The question was supposed to have been settled last year, in a report prepared by Hold Fast Consultants at a cost of $79,000.

But the Hold Fast report withheld judgement. The report called for another report. Hence the Proactive study.

Yet the Proactive study does not weigh the costs and benefits of renovation versus building a new school. Instead, it depends entirely on the conclusions of the earlier Hold Fast report, which mentions that even earlier engineering studies indicate the old school has, by now, exceeded its life span by five years.

One chief purpose of the Proactive report is to describe the facility requirements for a new FH Collins.

The department of Education deemed this to be an essential question to sort out before deciding to renovate or rebuild the school.

The report offers few clear answers.

It is long on truisms, such as stating the need for “caring, healthy environments and welcoming spaces,” and short on concrete details as to what a new school would look like.

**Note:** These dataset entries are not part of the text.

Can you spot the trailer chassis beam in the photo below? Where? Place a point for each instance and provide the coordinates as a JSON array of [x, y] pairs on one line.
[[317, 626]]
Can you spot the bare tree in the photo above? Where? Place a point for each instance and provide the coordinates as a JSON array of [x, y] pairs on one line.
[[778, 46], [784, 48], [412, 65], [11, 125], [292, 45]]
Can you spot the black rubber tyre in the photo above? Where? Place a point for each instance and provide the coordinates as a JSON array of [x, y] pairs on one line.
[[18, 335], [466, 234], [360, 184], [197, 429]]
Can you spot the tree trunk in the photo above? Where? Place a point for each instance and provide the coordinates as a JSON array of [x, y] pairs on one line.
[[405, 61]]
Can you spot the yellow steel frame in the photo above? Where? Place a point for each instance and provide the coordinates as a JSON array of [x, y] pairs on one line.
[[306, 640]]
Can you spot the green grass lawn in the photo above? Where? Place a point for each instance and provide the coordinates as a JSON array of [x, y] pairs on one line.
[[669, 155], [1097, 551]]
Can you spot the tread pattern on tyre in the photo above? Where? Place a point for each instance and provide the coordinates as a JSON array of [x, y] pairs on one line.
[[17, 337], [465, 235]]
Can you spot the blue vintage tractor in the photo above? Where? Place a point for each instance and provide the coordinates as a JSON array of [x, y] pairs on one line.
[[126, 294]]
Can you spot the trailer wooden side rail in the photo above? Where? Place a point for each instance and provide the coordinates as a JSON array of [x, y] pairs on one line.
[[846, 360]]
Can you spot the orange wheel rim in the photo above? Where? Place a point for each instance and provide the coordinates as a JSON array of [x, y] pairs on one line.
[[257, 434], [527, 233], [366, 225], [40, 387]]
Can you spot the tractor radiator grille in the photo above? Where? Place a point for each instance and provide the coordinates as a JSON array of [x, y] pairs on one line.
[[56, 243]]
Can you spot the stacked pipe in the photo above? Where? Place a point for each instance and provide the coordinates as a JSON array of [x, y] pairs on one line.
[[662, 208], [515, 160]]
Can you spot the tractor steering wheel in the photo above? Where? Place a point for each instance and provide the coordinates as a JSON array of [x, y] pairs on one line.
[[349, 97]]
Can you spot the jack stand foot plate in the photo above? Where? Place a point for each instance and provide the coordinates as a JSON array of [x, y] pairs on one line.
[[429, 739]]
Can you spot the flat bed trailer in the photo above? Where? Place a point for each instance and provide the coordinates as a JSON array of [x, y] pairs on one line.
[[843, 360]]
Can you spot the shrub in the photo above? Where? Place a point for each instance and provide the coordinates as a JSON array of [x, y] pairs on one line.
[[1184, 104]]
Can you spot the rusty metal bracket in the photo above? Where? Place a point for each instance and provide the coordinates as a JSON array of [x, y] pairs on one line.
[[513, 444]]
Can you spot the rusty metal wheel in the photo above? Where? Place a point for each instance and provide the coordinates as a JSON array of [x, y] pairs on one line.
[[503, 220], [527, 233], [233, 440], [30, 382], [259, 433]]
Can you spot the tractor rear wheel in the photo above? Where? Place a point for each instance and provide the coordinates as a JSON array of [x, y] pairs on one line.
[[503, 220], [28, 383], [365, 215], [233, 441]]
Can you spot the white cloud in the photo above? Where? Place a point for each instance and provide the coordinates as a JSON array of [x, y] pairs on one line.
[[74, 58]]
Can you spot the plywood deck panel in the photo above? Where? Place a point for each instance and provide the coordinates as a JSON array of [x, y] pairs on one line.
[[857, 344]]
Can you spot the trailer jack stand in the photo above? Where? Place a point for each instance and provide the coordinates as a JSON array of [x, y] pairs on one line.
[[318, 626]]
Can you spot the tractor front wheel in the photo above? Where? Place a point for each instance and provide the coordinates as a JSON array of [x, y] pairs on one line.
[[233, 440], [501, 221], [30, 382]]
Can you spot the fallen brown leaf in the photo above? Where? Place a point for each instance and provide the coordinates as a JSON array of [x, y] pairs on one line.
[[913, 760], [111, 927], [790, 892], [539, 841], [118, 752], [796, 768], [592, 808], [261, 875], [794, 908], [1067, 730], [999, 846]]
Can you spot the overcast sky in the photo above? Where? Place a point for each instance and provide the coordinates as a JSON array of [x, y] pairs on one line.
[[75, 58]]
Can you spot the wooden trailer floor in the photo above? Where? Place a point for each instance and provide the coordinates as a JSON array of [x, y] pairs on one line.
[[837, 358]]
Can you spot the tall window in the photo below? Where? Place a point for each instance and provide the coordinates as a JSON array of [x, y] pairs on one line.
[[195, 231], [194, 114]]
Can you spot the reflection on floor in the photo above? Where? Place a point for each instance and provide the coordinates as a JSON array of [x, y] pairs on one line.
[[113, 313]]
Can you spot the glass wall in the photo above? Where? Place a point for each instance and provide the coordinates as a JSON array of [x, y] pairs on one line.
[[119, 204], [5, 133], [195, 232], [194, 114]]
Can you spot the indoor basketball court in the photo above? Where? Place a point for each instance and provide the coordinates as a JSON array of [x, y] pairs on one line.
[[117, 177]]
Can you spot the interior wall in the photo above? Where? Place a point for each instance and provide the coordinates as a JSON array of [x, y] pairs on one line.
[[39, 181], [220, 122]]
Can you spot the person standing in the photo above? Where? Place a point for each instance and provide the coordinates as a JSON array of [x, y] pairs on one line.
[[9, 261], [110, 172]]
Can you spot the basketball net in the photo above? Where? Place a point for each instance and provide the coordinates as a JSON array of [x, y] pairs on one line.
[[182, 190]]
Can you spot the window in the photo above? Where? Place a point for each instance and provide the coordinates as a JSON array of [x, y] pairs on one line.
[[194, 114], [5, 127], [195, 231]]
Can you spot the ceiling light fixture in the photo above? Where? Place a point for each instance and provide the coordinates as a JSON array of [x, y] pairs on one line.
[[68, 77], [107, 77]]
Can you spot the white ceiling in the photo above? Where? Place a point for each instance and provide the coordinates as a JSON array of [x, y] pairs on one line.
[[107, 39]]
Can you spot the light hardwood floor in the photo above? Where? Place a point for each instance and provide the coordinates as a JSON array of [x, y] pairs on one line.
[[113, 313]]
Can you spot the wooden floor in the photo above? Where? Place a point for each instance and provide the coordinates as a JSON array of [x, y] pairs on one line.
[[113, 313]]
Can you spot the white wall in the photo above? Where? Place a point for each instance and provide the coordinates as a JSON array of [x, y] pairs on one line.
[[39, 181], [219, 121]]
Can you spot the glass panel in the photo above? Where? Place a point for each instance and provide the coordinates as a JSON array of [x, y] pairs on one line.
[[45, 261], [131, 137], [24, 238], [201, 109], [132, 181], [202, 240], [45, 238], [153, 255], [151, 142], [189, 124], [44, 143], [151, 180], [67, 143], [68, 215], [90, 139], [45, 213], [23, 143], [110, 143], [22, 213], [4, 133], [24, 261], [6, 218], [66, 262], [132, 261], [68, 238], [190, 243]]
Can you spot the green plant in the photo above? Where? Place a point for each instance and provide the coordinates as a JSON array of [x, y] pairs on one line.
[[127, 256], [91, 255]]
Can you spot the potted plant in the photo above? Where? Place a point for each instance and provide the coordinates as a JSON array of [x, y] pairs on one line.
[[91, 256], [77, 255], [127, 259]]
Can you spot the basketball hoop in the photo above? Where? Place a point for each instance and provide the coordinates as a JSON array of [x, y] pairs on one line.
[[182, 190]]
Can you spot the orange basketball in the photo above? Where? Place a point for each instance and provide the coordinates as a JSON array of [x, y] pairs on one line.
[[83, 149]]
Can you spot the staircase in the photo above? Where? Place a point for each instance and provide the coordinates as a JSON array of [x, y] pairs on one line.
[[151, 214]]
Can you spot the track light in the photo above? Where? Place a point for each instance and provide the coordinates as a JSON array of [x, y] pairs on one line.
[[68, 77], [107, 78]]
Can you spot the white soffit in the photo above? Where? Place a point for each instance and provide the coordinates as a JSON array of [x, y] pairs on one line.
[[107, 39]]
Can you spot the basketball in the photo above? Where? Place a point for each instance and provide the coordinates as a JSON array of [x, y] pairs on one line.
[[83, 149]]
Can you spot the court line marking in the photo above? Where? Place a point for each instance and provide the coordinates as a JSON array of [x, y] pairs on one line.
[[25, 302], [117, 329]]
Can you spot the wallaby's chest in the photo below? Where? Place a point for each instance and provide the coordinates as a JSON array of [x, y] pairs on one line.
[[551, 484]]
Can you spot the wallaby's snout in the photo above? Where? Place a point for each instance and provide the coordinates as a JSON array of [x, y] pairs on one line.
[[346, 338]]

The closest it comes is to say the new school must not be designed as “the traditional school ‘box’” and instead be “a facility that responds to the latest understanding of student learning and related school design.”

The report also rejects a plan to build one large “super school” to serve all of Whitehorse.

It does offer recommendations on school programs for a new FH Collins. A new school should offer an expanded trades program, with facilities to be shared with other Whitehorse schools.

It should also offer more arts programs, and more experiential education, such as the Wood Street outdoor programs and Sundog carving program. As well, French immersion classes should continue at the new school.

The report also identifies shortcomings in school programs.

Students who arrive in Whitehorse from rural communities are typically at a lower academic level than students raised in the capital. To help these students, the report calls for assessments on all students before they enter secondary school, and the provision of extra supports for students falling behind.

The Work Experience Life Skills Program, offered to struggling students, should be scrapped. The program offers basic reading and math skills to students, along with life skills and job placements.

These students end up with a “student leaving certificate,” which allows them to stop attending school, but it is not the same as graduating, as it does not qualify students to attend college or university.

This is not always understood by students in the program, or their parents, the report states. It quotes one student in the program who “can hardly wait to leave” high school, and plans on “going to college next year.”

More one-on-one support for struggling students needs to be offered, the report states.

More support for First Nation students should also be provided, as they continue to disproportionately drop out of school.

And more help should be offered to Grade-8 and-9 students in their transition to high school.

The Proactive report is the product of 10 months of work. It was produced under the direction of a 30-member advisory committee. Committee members included education department staff, First Nation representatives, school principals and school council members.

The same committee plans to work on the implementation plan.